On the other hand, we used the con-ass method in 1940 to change the term of office of the President and Vice President from six years to four years with reelection, to replace the unicameral National Assembly with a bicameral Congress and create a CSC, Comelec, and GAO, and in 1947 to grant parity rights to American citizens and corporations in the exploration, development, use, and utilization of natural resources and the operation of public utilities.
Employing the con-ass method to propose amendments in question would thus be consistent with precedent, not to mention that a con-ass is less expensive to hold than a con-con, which requires the election of delegates.
If Congress convenes as a con-ass, should the Senate and the House of Representatives vote jointly or separately? There is actually another question in convening a con-ass: Whether the two Houses of Congress must sit in joint session or separately, aside from the question of whether they should vote jointly or separately. Article XVII, Section 1 of the Constitution gives no answers to these questions. It simply states that “Any amendment to, or revision of, this Constitution may be proposed by…. Congress, upon a vote of three-fourths of all its Members.”
This is because the draft Constitution, of which this Clause is a part, originally provided for a unicameral National Assembly. However, toward the end of its sessions, the constitutional commission decided to have a bicameral Congress. Accordingly, the draft Constitution was amended, except however the Amendment Clause and the provision on the Judicial and Bar Council.

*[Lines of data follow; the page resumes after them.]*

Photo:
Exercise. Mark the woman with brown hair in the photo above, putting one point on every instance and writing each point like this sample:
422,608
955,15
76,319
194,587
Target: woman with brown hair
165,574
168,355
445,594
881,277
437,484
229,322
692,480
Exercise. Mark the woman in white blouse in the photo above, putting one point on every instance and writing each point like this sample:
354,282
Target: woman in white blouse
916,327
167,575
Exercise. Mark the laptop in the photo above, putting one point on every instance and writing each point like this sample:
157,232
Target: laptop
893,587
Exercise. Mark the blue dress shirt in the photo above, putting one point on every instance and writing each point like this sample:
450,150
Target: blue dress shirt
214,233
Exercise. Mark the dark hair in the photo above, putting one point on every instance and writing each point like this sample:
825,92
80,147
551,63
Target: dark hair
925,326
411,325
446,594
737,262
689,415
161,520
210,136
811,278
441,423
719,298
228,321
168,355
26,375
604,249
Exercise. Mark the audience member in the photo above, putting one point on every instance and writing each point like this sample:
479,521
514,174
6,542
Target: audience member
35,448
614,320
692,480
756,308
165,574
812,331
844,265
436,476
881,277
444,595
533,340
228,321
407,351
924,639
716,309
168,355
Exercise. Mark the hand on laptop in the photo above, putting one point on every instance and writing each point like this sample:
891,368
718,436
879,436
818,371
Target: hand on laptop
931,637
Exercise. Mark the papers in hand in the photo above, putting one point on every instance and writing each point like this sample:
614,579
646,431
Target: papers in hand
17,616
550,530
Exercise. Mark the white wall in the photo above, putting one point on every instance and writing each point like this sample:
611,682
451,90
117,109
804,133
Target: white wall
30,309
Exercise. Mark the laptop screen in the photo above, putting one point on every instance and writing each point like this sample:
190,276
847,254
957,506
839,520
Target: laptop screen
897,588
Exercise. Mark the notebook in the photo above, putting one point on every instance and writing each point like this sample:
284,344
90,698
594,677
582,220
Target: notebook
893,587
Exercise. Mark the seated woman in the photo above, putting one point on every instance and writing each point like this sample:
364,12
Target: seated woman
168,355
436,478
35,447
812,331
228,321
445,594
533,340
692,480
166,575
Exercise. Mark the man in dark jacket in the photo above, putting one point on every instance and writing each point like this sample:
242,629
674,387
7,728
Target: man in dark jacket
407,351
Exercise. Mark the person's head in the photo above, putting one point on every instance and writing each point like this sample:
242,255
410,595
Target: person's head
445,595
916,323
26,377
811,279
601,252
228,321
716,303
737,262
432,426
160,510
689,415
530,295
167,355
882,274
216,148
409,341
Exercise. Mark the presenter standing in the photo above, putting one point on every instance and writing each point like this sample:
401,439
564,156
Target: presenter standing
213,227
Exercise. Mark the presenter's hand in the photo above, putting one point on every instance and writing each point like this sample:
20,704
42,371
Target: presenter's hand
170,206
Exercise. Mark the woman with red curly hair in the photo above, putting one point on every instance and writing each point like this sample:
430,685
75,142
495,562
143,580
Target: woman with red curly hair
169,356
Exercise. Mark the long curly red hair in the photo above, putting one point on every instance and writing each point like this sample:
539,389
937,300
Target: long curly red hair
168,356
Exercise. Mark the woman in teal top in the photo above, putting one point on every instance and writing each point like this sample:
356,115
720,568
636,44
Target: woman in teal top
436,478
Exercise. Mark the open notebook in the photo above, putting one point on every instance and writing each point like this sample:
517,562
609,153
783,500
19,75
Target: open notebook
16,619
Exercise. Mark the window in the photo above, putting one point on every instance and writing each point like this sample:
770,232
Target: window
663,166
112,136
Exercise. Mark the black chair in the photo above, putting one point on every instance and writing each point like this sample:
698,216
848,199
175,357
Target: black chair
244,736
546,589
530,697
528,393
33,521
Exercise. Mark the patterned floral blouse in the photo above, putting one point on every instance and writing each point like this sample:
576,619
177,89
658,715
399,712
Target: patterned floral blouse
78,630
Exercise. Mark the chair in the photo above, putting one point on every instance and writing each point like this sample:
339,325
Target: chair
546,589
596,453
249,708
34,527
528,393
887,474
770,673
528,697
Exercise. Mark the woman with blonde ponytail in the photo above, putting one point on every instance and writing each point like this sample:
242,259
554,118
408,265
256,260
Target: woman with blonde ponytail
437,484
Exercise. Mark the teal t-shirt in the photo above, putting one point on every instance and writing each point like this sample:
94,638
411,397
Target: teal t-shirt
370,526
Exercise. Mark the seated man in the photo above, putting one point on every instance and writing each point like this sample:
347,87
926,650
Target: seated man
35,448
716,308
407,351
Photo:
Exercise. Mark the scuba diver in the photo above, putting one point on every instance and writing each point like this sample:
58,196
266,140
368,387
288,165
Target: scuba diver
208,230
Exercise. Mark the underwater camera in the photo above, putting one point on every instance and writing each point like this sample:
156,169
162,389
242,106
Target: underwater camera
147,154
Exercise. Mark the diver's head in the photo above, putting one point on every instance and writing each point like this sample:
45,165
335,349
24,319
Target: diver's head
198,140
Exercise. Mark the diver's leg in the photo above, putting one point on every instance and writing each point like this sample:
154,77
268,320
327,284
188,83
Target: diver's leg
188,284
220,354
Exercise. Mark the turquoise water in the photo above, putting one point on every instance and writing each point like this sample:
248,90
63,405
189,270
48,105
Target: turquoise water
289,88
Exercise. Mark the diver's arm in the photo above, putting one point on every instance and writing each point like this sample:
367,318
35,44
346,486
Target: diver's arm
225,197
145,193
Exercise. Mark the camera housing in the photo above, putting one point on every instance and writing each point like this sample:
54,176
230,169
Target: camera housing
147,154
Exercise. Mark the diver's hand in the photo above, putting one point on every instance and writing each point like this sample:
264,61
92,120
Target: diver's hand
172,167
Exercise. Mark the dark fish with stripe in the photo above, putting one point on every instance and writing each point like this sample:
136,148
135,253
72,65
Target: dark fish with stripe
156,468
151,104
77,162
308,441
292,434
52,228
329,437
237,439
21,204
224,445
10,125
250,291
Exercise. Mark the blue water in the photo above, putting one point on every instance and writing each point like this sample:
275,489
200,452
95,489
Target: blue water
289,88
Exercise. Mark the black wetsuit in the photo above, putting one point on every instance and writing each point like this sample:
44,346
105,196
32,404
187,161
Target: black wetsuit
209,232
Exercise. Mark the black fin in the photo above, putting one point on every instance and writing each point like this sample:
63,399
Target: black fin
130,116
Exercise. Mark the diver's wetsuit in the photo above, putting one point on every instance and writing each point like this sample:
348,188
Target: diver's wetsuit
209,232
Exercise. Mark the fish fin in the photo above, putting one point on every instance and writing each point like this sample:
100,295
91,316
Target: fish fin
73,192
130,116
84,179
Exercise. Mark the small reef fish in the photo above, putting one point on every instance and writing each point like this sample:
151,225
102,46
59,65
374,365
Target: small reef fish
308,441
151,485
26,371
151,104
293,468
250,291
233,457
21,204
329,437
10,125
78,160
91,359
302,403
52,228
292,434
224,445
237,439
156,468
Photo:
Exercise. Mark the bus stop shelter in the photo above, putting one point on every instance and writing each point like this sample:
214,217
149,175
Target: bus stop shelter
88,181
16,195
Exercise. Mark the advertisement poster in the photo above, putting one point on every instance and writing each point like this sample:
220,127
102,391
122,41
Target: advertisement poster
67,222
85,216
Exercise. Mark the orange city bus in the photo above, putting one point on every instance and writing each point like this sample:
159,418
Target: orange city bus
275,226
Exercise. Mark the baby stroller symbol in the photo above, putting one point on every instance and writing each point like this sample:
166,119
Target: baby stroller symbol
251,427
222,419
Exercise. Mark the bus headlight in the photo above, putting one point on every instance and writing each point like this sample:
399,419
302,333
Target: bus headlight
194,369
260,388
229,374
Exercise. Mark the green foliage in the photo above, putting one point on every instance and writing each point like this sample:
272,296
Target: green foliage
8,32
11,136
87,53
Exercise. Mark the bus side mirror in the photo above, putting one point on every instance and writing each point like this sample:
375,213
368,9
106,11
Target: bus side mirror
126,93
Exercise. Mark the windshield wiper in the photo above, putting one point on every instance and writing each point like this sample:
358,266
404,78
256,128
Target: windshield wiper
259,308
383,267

This appears, however, to be due to oversight, because Commissioner Jose Suarez, the chair of the Committee on Amendments and Transitory Provisions, is on record as saying that should a bicameral legislative body be adopted, the phrase “IN JOINT SESSION ASSEMBLED” would be included in referring to Congress in the Amendment Clause.
Hence, when Congress sits as a con-ass, the two Houses must sit in joint session but vote separately. In joint session, because, the “Senators and Members of the House of Representatives act, not as members of Congress, but as component elements of a constituent assembly” (Gonzales v. Comelec, 1967; Tolentino v. Comelec, 1971). The two Houses must vote separately, because otherwise the Senate, with only 24 members, can easily be outvoted by the more than 290-member House of Representatives.
Indeed, in the following cases Congress is required to meet in joint session but vote separately:
• To declare the “existence of a state of war.” (Art. VI, Sec. 23 (1))
• To canvass the votes for President and Vice President and proclaim the winners and, in case of a tie, to break the tie. (Art. VII, Sec. 4)
• To revoke the President’s declaration of martial law or suspension of the privilege of the writ of habeas corpus or extend its period. (Art. VII, Sec.18)
• To confirm the President’s nomination of a Vice President, whenever a vacancy occurs in the office during the term of the Vice President. (Art. VII, Sec. 9)
• To decide a dispute between the President and his Cabinet if, after having been declared unable to discharge the duties of his office, the President claims to be fit to assume office but a majority of his Cabinet disagrees. (Art. VII, Sec. 11)
There is no reason why Congress must not be required to do the same in amending or revising the Constitution. To argue that Congress can do so in the same way as in passing bills is to forget that the Constitution is not an ordinary law but “a superior paramount law… unchangeable by ordinary legislative acts.” (Marbury v. Madison, 1803)
There is indeed much to be gained by having senators and representatives meet and discuss matters together in changing the Constitution.
Vicente V. Mendoza is a retired associate justice of the Supreme Court.